Optimization-Aware Test Generation for Deep Learning Compilers
Qingchao Shen, Zan Wang, Haoyang Ma, Yongqiang Tian, Lili Huang, Zibo Xiao, Junjie Chen, Shing-Chi Cheung
TL;DR
This work tackles the challenge of reliably testing DL compiler optimizations by introducing OATest, which learns optimization-aware patterns from documented tests and synthesizes diverse, valid computational graphs by embedding these patterns into seed graphs. It relies on two synthesis strategies—reusing existing context edges and creating bridging nodes—alongside an abstraction step to maintain validity, followed by differential testing with crash and inconsistency oracles on TVM and ONNXRuntime. Empirical results show that OATest detects $56$ previously unknown bugs (including $42$ optimization bugs) and achieves substantially higher code coverage than state-of-the-art fuzzers, with $24$ bugs confirmed or fixed by developers, across two major DL compilers. The findings highlight the practicality of pattern-based graph synthesis for exposing optimization bugs and guide future work on fusion operator robustness and reinforcement learning-guided test generation.
Abstract
Deep Learning (DL) compilers have been widely utilized to optimize DL models for efficient deployment across various hardware. Due to their vital role in the DL ecosystem, ensuring their reliability and security is critical. However, existing approaches have limitations in testing optimization stages, which is the core functionality of DL compilers, due to the difficulty in generating optimization-aware tests.

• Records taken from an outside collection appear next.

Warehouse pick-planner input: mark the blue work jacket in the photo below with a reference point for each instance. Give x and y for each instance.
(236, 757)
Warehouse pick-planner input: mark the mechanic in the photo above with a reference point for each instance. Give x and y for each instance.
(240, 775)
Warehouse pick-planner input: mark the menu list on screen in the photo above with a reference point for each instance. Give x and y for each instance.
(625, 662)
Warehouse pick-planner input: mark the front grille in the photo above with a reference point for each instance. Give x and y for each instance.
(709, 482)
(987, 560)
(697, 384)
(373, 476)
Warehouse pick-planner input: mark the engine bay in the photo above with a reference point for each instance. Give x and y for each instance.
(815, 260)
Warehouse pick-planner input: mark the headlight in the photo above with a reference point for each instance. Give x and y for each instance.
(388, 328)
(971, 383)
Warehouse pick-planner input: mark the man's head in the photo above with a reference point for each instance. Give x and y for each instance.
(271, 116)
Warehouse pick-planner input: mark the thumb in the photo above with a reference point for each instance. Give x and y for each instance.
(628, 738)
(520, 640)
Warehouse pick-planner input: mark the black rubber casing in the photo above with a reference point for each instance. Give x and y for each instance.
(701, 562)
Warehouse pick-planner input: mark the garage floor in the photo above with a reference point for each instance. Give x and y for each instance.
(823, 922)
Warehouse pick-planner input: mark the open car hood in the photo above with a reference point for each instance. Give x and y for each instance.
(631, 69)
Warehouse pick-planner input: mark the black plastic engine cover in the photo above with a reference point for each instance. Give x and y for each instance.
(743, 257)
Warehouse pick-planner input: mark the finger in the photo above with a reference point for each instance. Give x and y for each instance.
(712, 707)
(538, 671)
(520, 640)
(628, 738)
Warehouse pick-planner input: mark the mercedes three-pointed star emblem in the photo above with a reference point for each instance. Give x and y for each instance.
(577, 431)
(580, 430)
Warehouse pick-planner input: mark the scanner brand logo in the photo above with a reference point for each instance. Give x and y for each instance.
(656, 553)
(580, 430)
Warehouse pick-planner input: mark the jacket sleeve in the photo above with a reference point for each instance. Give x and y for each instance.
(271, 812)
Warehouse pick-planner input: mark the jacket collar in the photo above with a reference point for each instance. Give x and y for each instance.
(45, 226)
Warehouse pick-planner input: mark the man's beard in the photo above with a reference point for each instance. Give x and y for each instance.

In this paper, we proposed OATest, a novel approach for synthesizing optimization-aware computational graphs. The approach combines patterns extracted from documented tests for optimization and incorporates them into seed computational graphs, enabling broader exploration of optimization paths. To guarantee the optimization-awareness of generated graphs, OATest introduces the edges reusing strategy to establish strong connections between patterns and contexts. Additionally, to solve the validity challenge for the generated graphs, OATest employs an auxiliary layers addition strategy to resolve broken constraints. Equipped with two distinct test oracles, OATest applies differential testing to evaluate the two widely used DL compilers (i.e., TVM and ONNXRuntime). Our experimental results show that OATest outperforms the state-of-the-art method by detecting more bugs and achieving higher code coverage in TVM and ONNXRutimes. Additionally, OATest uncovers 58 previously unknown bugs, 36 of which have been confirmed or fixed by developers.